When they welcomed me in, I was only seventeen.
I’d traveled across the country, cornhusker girl with a heart for adventure and a yearning for “home” that had never been filled. A job as nanny to a six-month old baby girl was just the ticket in more ways than one. I had one suitcase, no idea how to drive, and a spirit full of hope. Though Jesus’ name wasn’t called on in my house, He’d walked right into my soul anyway; speaking words of life through His word, answering prayers, and wooing me close enough that I was never truly alone. Now He was in the lead, and I happy to follow.

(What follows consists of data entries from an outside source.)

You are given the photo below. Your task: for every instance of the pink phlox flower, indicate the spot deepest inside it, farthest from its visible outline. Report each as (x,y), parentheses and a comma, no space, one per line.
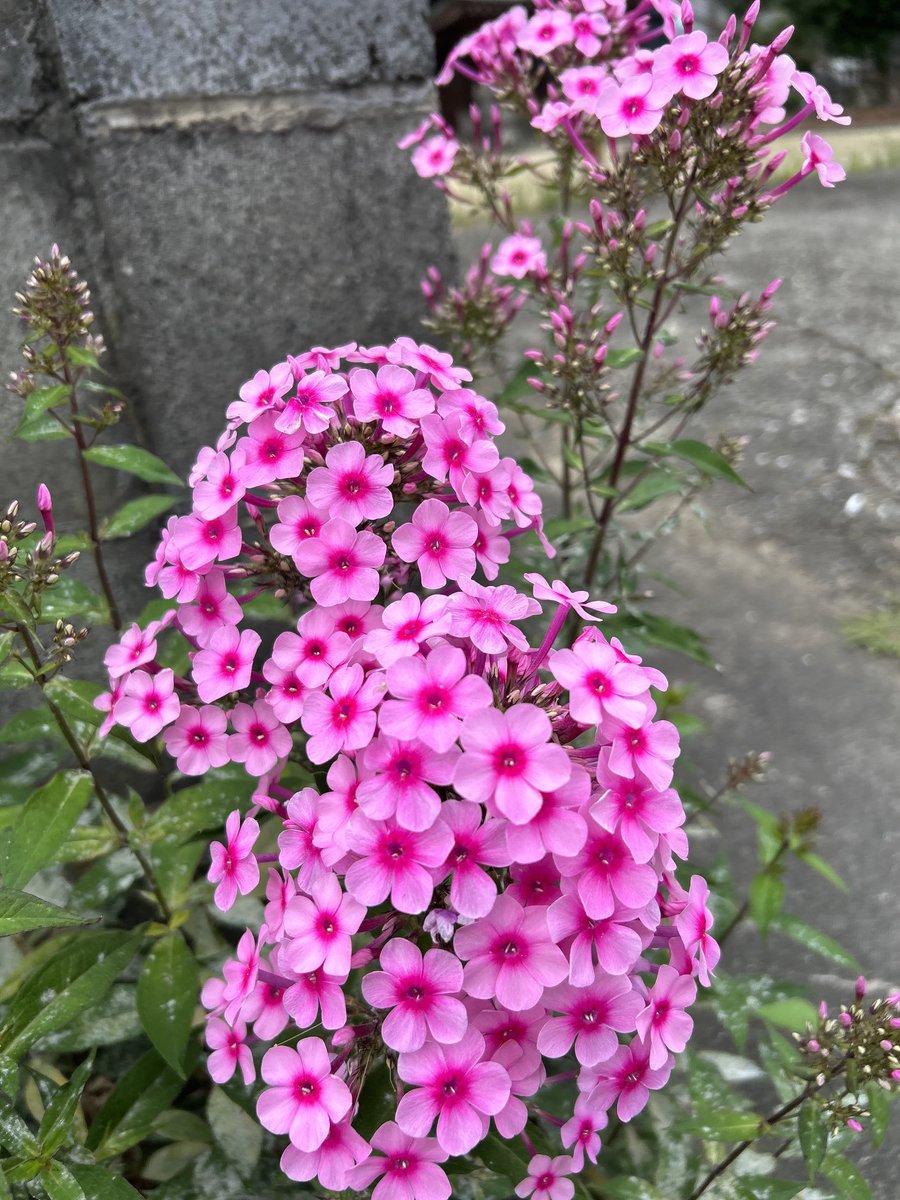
(510,955)
(556,828)
(547,1179)
(647,749)
(435,156)
(259,739)
(342,563)
(261,394)
(298,521)
(693,925)
(546,31)
(148,703)
(214,609)
(407,1168)
(519,256)
(198,741)
(475,845)
(815,94)
(229,1051)
(486,616)
(637,811)
(561,593)
(450,454)
(591,1018)
(633,107)
(333,1162)
(399,783)
(438,541)
(395,862)
(420,991)
(269,453)
(298,846)
(342,719)
(234,864)
(628,1079)
(311,408)
(321,928)
(611,941)
(508,761)
(663,1021)
(303,1098)
(433,695)
(352,485)
(454,1086)
(819,157)
(690,65)
(406,624)
(389,397)
(222,487)
(240,976)
(424,358)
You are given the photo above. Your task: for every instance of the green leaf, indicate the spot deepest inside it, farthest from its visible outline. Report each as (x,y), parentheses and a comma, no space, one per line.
(723,1126)
(767,894)
(814,940)
(238,1134)
(76,978)
(846,1179)
(43,826)
(21,912)
(136,514)
(136,461)
(814,1137)
(167,993)
(60,1111)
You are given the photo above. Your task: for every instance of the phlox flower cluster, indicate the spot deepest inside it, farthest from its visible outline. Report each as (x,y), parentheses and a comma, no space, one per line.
(475,889)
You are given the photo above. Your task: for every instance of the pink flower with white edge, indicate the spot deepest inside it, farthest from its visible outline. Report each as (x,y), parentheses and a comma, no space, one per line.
(546,31)
(435,156)
(600,685)
(229,1051)
(420,993)
(406,624)
(519,256)
(342,719)
(689,65)
(438,541)
(508,761)
(591,1019)
(633,107)
(395,862)
(234,864)
(389,397)
(399,784)
(311,407)
(303,1098)
(298,521)
(342,563)
(352,485)
(321,928)
(561,593)
(259,739)
(454,1086)
(664,1021)
(547,1179)
(198,741)
(148,703)
(510,955)
(406,1169)
(226,664)
(819,156)
(432,697)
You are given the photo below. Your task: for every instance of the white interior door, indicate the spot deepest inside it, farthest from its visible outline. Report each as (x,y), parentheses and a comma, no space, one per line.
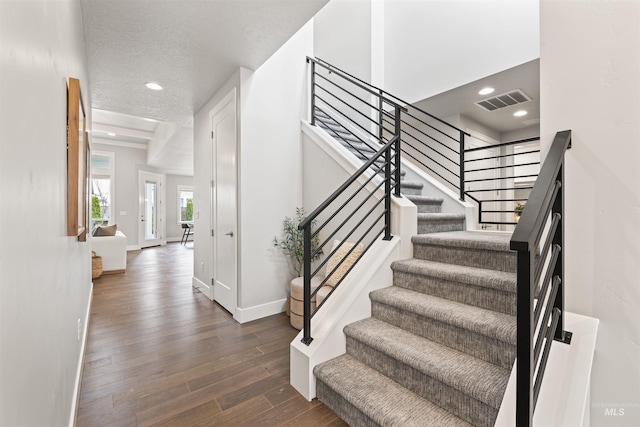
(224,209)
(151,211)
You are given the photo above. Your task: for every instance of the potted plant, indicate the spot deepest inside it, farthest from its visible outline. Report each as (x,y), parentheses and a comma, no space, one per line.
(292,244)
(518,210)
(292,241)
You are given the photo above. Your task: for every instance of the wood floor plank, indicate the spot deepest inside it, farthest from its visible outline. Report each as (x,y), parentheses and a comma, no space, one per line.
(160,353)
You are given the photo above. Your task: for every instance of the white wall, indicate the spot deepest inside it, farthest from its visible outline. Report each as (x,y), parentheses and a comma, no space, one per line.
(127,162)
(173,228)
(436,45)
(273,99)
(45,276)
(342,36)
(590,83)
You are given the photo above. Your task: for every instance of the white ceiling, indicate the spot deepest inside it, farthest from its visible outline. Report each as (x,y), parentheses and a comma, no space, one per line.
(461,100)
(190,47)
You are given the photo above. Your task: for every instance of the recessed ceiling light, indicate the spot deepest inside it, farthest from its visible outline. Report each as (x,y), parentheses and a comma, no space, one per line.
(153,86)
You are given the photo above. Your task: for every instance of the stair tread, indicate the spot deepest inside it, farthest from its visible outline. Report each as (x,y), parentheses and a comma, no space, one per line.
(410,184)
(440,216)
(385,401)
(483,240)
(482,277)
(481,380)
(424,199)
(475,319)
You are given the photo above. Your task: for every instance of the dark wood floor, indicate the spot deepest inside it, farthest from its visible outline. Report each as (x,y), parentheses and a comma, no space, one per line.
(160,353)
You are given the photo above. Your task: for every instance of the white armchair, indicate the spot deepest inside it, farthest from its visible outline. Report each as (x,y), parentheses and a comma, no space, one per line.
(113,250)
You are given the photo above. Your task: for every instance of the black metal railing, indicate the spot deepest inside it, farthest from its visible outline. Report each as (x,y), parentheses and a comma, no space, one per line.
(433,144)
(539,242)
(499,178)
(353,215)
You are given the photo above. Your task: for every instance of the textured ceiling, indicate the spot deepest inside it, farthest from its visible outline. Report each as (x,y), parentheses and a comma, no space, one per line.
(190,47)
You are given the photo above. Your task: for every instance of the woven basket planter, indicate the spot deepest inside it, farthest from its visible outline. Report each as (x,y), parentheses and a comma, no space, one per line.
(96,265)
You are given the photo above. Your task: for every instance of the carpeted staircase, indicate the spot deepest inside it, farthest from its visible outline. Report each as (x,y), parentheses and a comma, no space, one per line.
(439,347)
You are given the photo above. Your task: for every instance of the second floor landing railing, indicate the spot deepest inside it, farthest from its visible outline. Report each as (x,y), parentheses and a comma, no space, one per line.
(539,242)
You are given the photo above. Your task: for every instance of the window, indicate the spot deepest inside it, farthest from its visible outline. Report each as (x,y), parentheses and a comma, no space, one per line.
(185,204)
(102,171)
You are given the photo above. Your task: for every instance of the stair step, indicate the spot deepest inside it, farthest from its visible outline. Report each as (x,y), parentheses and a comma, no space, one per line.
(485,334)
(466,386)
(489,289)
(440,222)
(411,188)
(482,249)
(426,204)
(362,396)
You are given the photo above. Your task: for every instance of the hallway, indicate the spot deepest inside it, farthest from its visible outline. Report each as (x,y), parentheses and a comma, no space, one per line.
(160,353)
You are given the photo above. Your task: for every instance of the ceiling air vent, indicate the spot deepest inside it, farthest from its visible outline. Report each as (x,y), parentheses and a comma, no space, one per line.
(506,99)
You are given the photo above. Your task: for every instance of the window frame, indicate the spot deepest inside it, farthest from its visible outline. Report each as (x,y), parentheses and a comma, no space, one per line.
(105,173)
(180,189)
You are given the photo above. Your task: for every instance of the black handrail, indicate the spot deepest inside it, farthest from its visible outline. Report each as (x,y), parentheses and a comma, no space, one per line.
(540,304)
(384,162)
(385,152)
(499,184)
(457,180)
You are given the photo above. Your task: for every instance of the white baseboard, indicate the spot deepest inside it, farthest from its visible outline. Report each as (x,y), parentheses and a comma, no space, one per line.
(203,287)
(244,315)
(76,388)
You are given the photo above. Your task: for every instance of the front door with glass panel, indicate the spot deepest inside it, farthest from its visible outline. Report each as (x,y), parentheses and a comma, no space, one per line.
(151,212)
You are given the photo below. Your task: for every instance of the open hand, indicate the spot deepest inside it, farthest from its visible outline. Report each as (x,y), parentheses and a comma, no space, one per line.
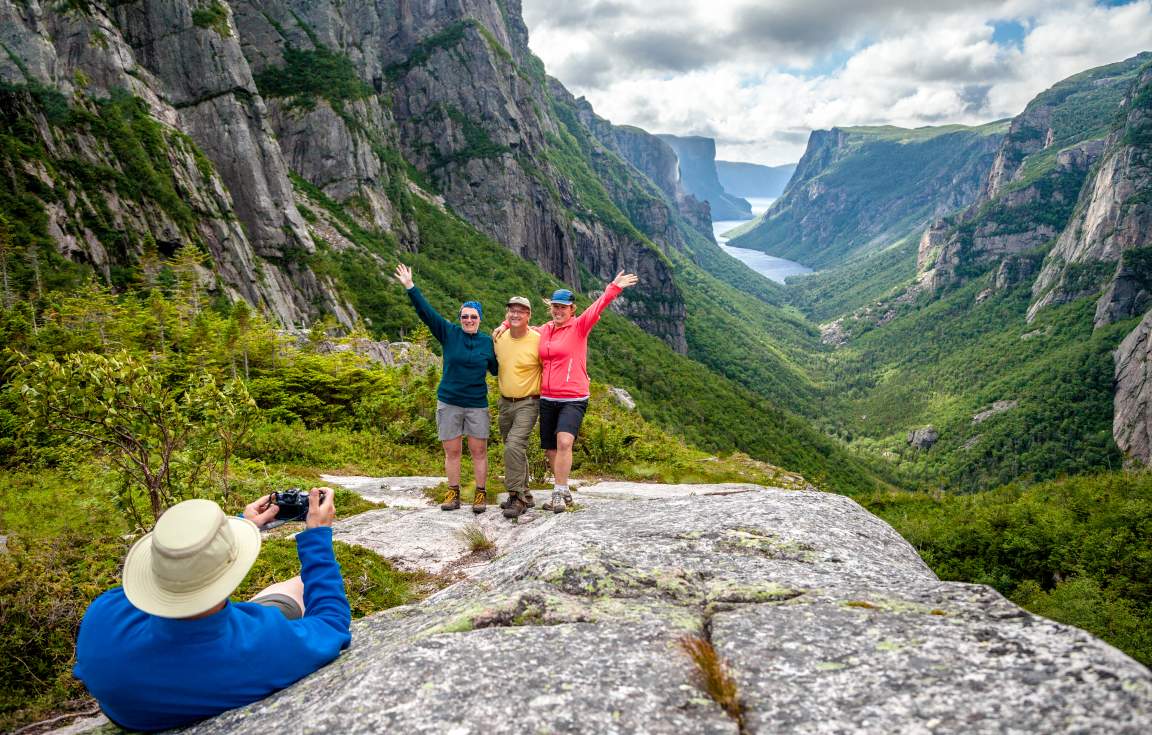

Two years of blessed peace lay ahead, as the Lord brought me into a lovely home and a job full of quiet days. But what He had up His sleeve surprised me. The youth leaders’ family had open arms and a daughter just my age, and we became fast friends. While it took her younger brother several years to become old enough for me to marry and make this thing legal, our family-ness happened right away, and I will ever be grateful for that gift.
It hadn’t been easy, getting there.
I thought about this time in my life a lot as I read through chapter four of Dancing–how difficulties I’d faced taught me much about Him. Surprisingly, Deb and I’s friendship was instant, despite our differences. She was confident; sure of what she wanted to do in the future, sure of where she belonged. It was harder for me. I used to say of her that the worst thing that had ever happened to her was that one day, she couldn’t find a scrunchy that would match her socks. And she’d agree. Now, of course, life has added its strokes to her story, too. I took refuge in the words of James:
“Consider it all joy, my brethren, when you encounter various trials, knowing that the testing of your faith produces endurance. And let endurance have its perfect result, so that you may be perfect and complete, lacking in nothing.”~ James 1:2-4
Yikes. That doesn’t sound fun, does it? And yet there it is; a promise that somehow trials and testing lead to endurance and completion.
Though I had plenty of moments of envy, I knew I wouldn’t trade lives, even if such a thing were possible. I knew even then a certain truth: There were things I knew about God because of the difficulties I’d faced with Him that she had no idea of.
Since that time many years ago, there have been plenty of chances to wish for a life switch here and there! Perhaps with that woman with the bigger house, the helpful relatives, the more organized husband.
Sally talks about it here in chapter four of Dancing With My Father:
“Often it seems we would rather have another life—any life—than our own. Somehow we think if we lived a different life, it would be easier for us to grow in faithfulness and spiritual character. Yet it is in accepting today with all of its issues, in accepting God’s will and training grounds that we learn the secret of joy in His presence. It is in being faithful to our own set of tests that we become mature and fitted for the ministry He has called each of us to accomplish.”
So … how about it, friend? Maybe if we ponder together, it’ll take the sting out.
What attitude might you need to change or cultivate as you look over your response to your current circumstances?